Nevertheless it’s fair to say that the important principles have been covered and also that the set of principles is small and has not grown in proportion to the amount of syntax covered. There’s a lot more syntax to cover – and NG must be tried on other languages. Perhaps more principles will be required then. We’ll see.
The principles of Network Grammar are:
- a mental network holds knowledge, innate and acquired
- each node in the network is the locus of a unique concept
- a concept is realised by progression along the paths fanning out from the node
- a proposition comprises three concepts
- language knowledge is held as special types of proposition – words and rules
- words and rules are connected by category nodes, of which there are probably thousands to enable a many-to-many relationship between phonological words and meanings, and to allow common words also to have idiomatic meanings
- a junction of two not-necessarily-adjacent words creates a proposition consisting of the two meanings joined by a syntactic/semantic relation
- the words in a sentence are processed in left to right sequence, with junctions being identified by scanning backwards (right to left) from each word
- each junction has one word as parent, the other as dependent
- an incoming word brings activation the one-and-only time in the sentence it forms a dependent; a word may also act zero, one or more times as a parent in the sentence
- a junction may form more than one incomplete proposition (therefore not immediately delivered to cognition), allowing completion as a result of a later junction in the left-to-right processing of the sentence; this is important for the correct allocation of words to argument roles
- there is the possibility of a word’s category changing because of its participation in a proposition, thereby affecting the possibilities for its participation in later propositions; important for the correct allocation of words to adjunct roles.
Network Grammar has shown how these principles are enough to account for much of English syntax, exploding the myths of orthodox theory. The still-sceptical reader might try applying them to a topic I’ve not yet explored – for example, ‘extraction islands’ (see Wikipedia on ‘wh-movement’).
You should see that NG easily explains why, for example, a ‘WH-expression can occur at the front of a sentence regardless of how far away its canonical location is’. Wikipedia then gives:
(245) Who does Carl believe that Bob knows that Mary likes ___ ?

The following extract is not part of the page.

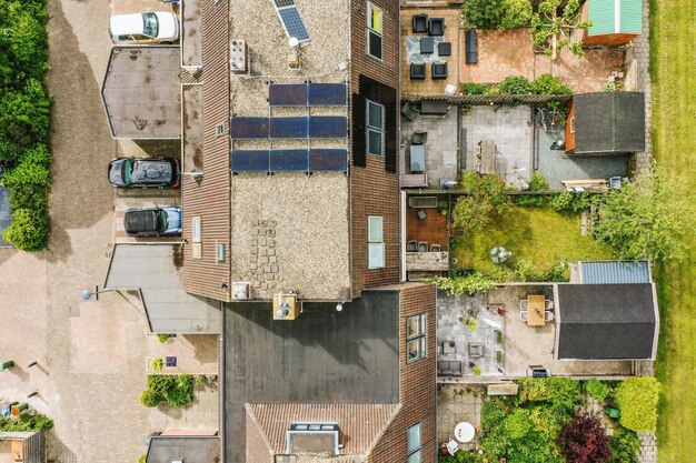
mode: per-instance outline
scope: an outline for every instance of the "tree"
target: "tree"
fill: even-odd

The verbs believe, know and like all allow either an NP or a clause to follow. The junctions who__believes creates an incomplete propositions that dies when the clause following the verb is encountered; who__knows likewise; but who__likes gets completed because there is no following clause.
Wikipedia then shows a variety of ungrammatical sentences. One example is (247), an interrogative formed by ‘moving’ (allegedly) the WH-word to the front from the position the corresponding NP would take in the declarative (246).
(246) Susan asked why Sam was waiting for Fred
(247) * Who did Susan ask why Sam was waiting for ___ ?
The verb ask can allow an NP and a clause to follow. The junction who__ask creates an incomplete proposition but this one is completed when the following clause is encountered. The sequence is perfectly grammatical until the preposition for which is left without a complement.
OK, this is only a start on a big topic. So see if you can find any examples where this approach doesn’t work. Perhaps you will – and perhaps I’ll have to find another principle or two.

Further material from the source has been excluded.